Fukumoto Laboratory

Research Topics

Knowledge Acquisition

A. Natural Language Processing
Acquisition of linguistic knowledge is the study of techniques for the collection of linguistic or extra-linguistic information from corpora. We are working on ways to extract morphological, syntactic, and semantic information in natural language by using statistics and machine learning techniques.
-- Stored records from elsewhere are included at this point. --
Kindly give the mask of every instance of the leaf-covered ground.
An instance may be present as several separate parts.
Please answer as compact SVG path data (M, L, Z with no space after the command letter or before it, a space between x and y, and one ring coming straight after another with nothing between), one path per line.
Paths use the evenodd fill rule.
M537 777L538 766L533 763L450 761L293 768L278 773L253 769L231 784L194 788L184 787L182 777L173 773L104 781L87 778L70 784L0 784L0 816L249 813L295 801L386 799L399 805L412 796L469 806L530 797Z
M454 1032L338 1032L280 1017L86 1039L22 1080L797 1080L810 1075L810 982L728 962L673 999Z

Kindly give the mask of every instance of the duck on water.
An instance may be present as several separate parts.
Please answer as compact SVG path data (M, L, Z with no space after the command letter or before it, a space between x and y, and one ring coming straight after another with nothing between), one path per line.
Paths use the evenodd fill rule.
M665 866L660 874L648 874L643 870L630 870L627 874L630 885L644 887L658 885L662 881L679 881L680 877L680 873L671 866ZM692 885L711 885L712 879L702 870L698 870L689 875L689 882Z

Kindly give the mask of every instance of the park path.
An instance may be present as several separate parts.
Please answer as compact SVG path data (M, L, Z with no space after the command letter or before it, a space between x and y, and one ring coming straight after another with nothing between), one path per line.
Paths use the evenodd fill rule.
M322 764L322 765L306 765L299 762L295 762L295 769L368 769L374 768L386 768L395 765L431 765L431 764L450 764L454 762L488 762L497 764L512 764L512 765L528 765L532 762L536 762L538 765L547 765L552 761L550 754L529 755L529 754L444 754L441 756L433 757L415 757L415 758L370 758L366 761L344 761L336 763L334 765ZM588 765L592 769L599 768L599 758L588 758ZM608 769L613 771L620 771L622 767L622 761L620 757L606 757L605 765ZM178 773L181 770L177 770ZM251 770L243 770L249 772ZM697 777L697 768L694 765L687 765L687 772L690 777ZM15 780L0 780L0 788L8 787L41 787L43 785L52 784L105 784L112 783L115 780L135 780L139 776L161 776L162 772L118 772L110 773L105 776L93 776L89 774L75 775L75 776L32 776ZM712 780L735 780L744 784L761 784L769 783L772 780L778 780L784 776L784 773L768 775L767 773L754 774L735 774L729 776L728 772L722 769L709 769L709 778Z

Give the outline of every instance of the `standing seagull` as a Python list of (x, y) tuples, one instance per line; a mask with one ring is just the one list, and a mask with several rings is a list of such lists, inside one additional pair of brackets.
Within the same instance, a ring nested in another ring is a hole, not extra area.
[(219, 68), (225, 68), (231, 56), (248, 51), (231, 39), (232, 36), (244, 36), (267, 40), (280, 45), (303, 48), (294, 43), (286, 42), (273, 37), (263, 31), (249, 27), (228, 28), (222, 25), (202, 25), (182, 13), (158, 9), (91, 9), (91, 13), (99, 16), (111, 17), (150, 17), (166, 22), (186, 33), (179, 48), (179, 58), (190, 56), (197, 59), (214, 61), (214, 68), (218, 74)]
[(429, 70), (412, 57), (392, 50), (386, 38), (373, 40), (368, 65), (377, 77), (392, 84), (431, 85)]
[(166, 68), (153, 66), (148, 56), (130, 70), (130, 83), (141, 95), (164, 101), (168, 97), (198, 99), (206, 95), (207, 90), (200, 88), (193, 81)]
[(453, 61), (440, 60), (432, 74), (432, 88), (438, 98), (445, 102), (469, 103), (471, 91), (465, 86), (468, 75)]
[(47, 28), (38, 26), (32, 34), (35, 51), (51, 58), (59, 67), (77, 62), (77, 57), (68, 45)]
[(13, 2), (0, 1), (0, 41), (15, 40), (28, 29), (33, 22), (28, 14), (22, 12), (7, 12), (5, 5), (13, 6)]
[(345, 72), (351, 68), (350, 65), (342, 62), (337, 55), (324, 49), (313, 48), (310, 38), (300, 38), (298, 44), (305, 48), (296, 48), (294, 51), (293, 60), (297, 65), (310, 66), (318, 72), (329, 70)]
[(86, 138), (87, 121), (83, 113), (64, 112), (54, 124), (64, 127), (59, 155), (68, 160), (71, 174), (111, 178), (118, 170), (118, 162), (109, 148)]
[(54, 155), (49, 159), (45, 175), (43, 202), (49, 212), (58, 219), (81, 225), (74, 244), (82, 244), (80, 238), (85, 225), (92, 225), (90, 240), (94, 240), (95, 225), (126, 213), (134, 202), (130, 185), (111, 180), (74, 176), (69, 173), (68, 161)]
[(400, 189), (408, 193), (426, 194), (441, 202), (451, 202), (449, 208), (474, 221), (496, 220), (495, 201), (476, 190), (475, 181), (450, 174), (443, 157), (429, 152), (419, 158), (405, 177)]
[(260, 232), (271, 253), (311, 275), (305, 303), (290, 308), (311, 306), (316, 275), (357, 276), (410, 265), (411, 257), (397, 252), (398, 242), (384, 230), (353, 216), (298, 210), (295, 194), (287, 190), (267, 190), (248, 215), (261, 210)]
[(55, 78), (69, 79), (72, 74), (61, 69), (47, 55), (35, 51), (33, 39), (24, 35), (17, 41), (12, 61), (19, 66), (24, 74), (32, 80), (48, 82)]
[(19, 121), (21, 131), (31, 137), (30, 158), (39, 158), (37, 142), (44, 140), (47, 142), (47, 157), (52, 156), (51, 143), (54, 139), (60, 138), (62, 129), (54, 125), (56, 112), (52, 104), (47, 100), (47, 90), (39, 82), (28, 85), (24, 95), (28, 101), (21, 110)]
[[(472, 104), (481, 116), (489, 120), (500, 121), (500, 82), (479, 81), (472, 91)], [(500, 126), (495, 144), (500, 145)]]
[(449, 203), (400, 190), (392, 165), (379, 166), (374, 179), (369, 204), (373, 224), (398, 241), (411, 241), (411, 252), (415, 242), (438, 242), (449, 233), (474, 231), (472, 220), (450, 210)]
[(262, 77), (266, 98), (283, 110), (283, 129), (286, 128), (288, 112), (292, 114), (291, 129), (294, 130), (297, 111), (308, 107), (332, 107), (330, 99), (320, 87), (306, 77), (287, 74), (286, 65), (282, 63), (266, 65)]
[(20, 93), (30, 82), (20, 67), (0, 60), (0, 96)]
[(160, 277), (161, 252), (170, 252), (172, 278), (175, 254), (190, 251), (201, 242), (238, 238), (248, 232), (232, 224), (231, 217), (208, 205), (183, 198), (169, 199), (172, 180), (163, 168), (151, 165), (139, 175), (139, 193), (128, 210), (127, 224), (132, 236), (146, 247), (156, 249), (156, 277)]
Some recent topics are:

A.1. Retrieving bilingual verb-noun collections
Retrieving Japanese and English bilingual verb-noun collocations such as "メダルを獲得する(Medal-wo Kakutokusuru)- earn medal" and "三振する(Sanshinsuru)-get strikeout" from non-parallel corpora.
A.2. Linking and creating bilingual word senses
Identifying bilingual noun word senses between Japanese and English dictionaries based on sentence-based similarity, and the results of domain-specific senses by using a textual corpus with category information.
A.3. Semantic tagging of unknown words
Semantic classification of unknown words which are not described in the thesaurus dictionary.

B. Crowdsourcing
The approaches for improving the data quality and extracting valuable information from the large amount of data provided by the crowd workers who contain many non-experts, for label, pairwise, text, unstructured data and so on respectively; the methods for ranking the objects from matchup and comparison data and predicting the pairwise matchup results. The methods for cost optimization which maximizes the volume and quality of data collected by crowdsourcing with limited budget.
C. Human Computation
It is to solving the complex real-world problems by coordinating human and computer, i.e., human-in-the-loop problem solving. For example, interactive machine learning for improving the model performance; crowd-based data cleansing; crowd-based feature engineering.

Applications

A. Text Categorization
Text Categorization supports and improves several tasks such as automated topic tagging, building topic directory, Spam filtering, creating digital libraries, sentiment analysis in user reviews, Information Retrieval, and even helping users to interact with search engines. Much of the previous work on text categorization use supervised machine learning techniques where they used training texts with category label to train classifiers. Once category models are trained, each text of the test data is classified by using these models. Moreover, with the growth of Big data on the Internet, term selection, categorization techniques based on hierarchical structure of the Internet directory, and more sophisticated machine learning techniques for text categorization have been an interest and concern. Some recent topics concerning to our text categorization task are:

A.1. Learning time difference for text categorization
The work addresses text categorization problem that training data may derive from a different time period from the test data.
A.2. Short text categorization
Short texts categorization such as search snippets, Web page titles, product reviews, and scientific paper titles that maximizes the impact of informative words due to the sparseness of short length of text.
A.3. Large scale hierarchical categorization
Classifying a large, heterogeneous collection of web content by using hierarchical structure of Internet directory.

B. Text Summarization

B.1. Multi-document summarization
This work focuses on continuous news documents and presents a method for extractive multi-document summarization.

C. Recommendation
- C.1. Incorporating guest preferences into collaborative filtering for hotel recommendation
  Hotel recommendation that incorporates different aspects of a product/hotel to improve quality of the score.
- C.2. Job recommendation for recruiting candidates
  Developing a recommendation system to assist candidates in finding jobs that best fit with their individual preferences.
D. Prediction
Prediction of future behaviour by analyzing past data, and generating a model.
- D.1. Prediction of company's future prospect
  Predicting company's future prospect on R&D in business area by using publication statistics such as frequency on scientific papers and open patents to be published in time series, and sentiment analysis to extract positive news reports related to the companies, and estimated prediction models.
E. Information Retrieval
The scalable term indexing approach for large amount of data; the search models which can provide high quality results and results matching user intention; the learning to rank approaches for ranking the search results based on multiple kinds of information; the evaluation methods for search results.
F. Question and Answering
For generating the correct answers to questions, the knowledge extraction methods from large amount data with question-answer pairs collected by crowdsourcing; the automatic classification methods on reasoning patterns for answer generation; the answer generation methods based on the question content as well as the question context.